RF – Nos últimos anos a melhoria do conhecimento da doença e consequentemente da qualidade assistencial, o desenvolvimento de Equipas de Suporte Intestinal e de Reabilitação Intestinal, associadas ao aperfeiçoamento da composição da nutrição e do arsenal terapêutico têm permitido que na maioria dos casos seja possível garantir o crescimento adequado. No que diz respeito ao desenvolvimento e à qualidade de vida destas crianças e da sua família, há um grande potencial de prejuízo, consequência das horas dedicadas à alimentação parentérica, aos múltiplos e por vezes longos internamentos e pela dificuldade de socialização.

Obviamente, tudo isto será muito mais difícil de atingir nos casos mais graves e nas famílias com menos apoio.

HN – Quais os maiores desafios para os pediatras, cuidadores e doentes?

RF – O grande desafio dos pediatras e cuidadores destes doentes é conseguir que estas crianças e jovens atinjam todo o seu potencial de crescimento e de desenvolvimento, ficando aptos para serem integrados plenamente na sociedade quando adultos, incluindo a sua realização pessoal e profissional. Para os doentes o grande desafio é a conciliação entre as necessidades assistenciais (horas de alimentação parentérica, internamentos, etc) e a sua plena educação e socialização. A SIC-FI representa para as famílias um impacto brutal na sua dinâmica, com necessidade de modificação não apenas das suas rotinas diárias, mas também na gestão das suas expectativas quanto ao futuro dos seus filhos. Sendo verdade que o desenvolvimento de programas de Nutrição Parentérica Domiciliária veio permitir que estas crianças e suas famílias saíssem do hospital e façam a sua nutrição parentérica no conforto das suas casas e com menor disrupção da dinâmica familiar. Tal representa, contudo, uma carga enorme para os cuidadores. Estes são diariamente responsáveis pela administração da nutrição parentérica e medicação através do cateter venoso central e de todos os procedimentos associados.

HN-De que forma as novas terapêuticas vieram mudar o paradigma de tratamento?
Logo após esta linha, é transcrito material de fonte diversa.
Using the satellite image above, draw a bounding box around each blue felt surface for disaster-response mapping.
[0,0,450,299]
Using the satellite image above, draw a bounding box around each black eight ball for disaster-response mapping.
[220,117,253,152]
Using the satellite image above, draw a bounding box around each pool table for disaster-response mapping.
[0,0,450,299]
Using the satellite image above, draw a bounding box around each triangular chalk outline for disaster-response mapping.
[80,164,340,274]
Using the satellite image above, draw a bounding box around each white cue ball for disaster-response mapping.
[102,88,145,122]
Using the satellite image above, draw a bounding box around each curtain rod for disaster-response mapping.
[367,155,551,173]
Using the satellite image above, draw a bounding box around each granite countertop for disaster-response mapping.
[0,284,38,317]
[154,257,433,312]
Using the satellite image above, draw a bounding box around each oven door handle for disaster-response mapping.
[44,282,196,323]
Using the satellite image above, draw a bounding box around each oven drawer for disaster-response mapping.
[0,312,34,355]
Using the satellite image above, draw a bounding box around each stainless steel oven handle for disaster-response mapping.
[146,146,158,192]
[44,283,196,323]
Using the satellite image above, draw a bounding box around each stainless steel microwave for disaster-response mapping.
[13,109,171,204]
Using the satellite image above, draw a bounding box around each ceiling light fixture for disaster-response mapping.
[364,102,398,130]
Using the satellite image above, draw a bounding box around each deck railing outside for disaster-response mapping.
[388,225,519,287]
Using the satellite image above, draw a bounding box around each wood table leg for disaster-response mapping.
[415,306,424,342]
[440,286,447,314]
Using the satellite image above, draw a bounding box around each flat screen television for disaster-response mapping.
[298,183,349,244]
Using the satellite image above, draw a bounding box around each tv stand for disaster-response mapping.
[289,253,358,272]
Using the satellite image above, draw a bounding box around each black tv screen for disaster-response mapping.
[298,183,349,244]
RF – As novas terapêuticas vieram trazer uma enorme luz de esperança a doentes cuja única perspetiva até então era o transplante intestinal.
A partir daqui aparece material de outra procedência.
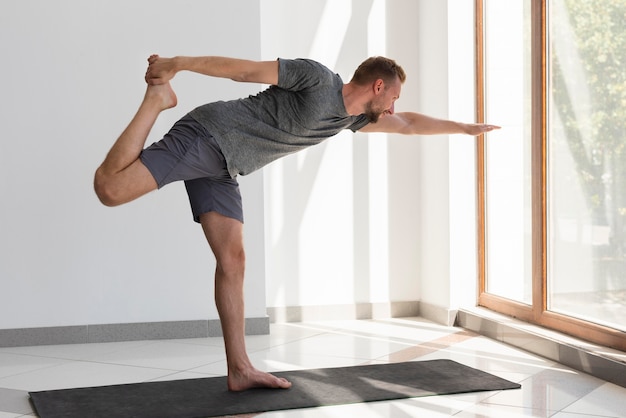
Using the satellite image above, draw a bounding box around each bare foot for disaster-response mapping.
[228,368,291,392]
[144,83,178,111]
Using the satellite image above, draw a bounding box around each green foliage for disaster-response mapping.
[549,0,626,227]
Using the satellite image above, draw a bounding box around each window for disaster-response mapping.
[476,0,626,350]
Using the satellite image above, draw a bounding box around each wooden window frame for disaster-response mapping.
[475,0,626,351]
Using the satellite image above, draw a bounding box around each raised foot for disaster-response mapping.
[228,369,291,392]
[144,83,178,110]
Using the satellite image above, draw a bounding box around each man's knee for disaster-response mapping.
[93,168,121,206]
[216,247,246,276]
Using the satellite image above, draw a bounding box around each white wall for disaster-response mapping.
[0,0,265,329]
[0,0,475,329]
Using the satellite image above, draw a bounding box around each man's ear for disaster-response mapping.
[374,78,385,94]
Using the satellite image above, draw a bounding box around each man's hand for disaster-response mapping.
[145,55,177,85]
[463,123,500,136]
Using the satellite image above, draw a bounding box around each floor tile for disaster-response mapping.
[0,388,33,415]
[0,341,154,361]
[455,404,552,418]
[0,412,23,418]
[95,341,225,371]
[0,362,171,391]
[563,383,626,418]
[0,353,66,380]
[483,367,602,412]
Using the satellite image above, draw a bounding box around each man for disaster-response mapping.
[94,55,498,391]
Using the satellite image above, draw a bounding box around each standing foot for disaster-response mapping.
[228,367,291,392]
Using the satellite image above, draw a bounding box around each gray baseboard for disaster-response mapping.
[0,317,270,347]
[457,308,626,387]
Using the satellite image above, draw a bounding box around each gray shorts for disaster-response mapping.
[140,115,243,223]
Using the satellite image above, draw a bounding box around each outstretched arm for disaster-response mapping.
[146,55,278,84]
[360,112,500,135]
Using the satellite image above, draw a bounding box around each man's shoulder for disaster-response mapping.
[279,58,338,90]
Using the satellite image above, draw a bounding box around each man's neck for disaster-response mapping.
[341,83,365,116]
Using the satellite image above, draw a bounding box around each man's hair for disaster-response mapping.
[352,57,406,86]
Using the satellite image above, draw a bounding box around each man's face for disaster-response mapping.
[365,79,402,123]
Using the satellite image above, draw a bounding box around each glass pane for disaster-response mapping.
[548,0,626,330]
[484,0,532,304]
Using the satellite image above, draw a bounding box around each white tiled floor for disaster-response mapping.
[0,318,626,418]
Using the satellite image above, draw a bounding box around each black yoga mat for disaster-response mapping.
[30,360,521,418]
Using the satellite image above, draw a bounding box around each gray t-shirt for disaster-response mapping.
[190,59,369,177]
Os resultados nos ensaios clínicos eram bastante promissores e vieram a confirmar-se na vida real. Embora não sendo uma solução para todos os doentes (alguns não respondem), para uma boa parte deles as novas terapêuticas vieram permitir a redução do número de horas de nutrição parentérica e alguns doentes até atingiram a autonomia intestinal, deixando mesmo de necessitar desse tipo de alimentação, com tudo o que isso implica não apenas em termos clínicos, mas também em melhoria da qualidade de vida.

HN – Quais são as perspetivas de desenvolvimento futuro?

RF – As nossas perspetivas assentam na otimização do arsenal terapêutico atual, idealmente com personalização de doses e de esquemas terapêuticos, com a possibilidade de tratamentos semanais ou mensais e não diários. Assenta também na expectativa de desenvolvimento de novos fármacos nesta área, permitindo dar uma resposta a todos os doentes.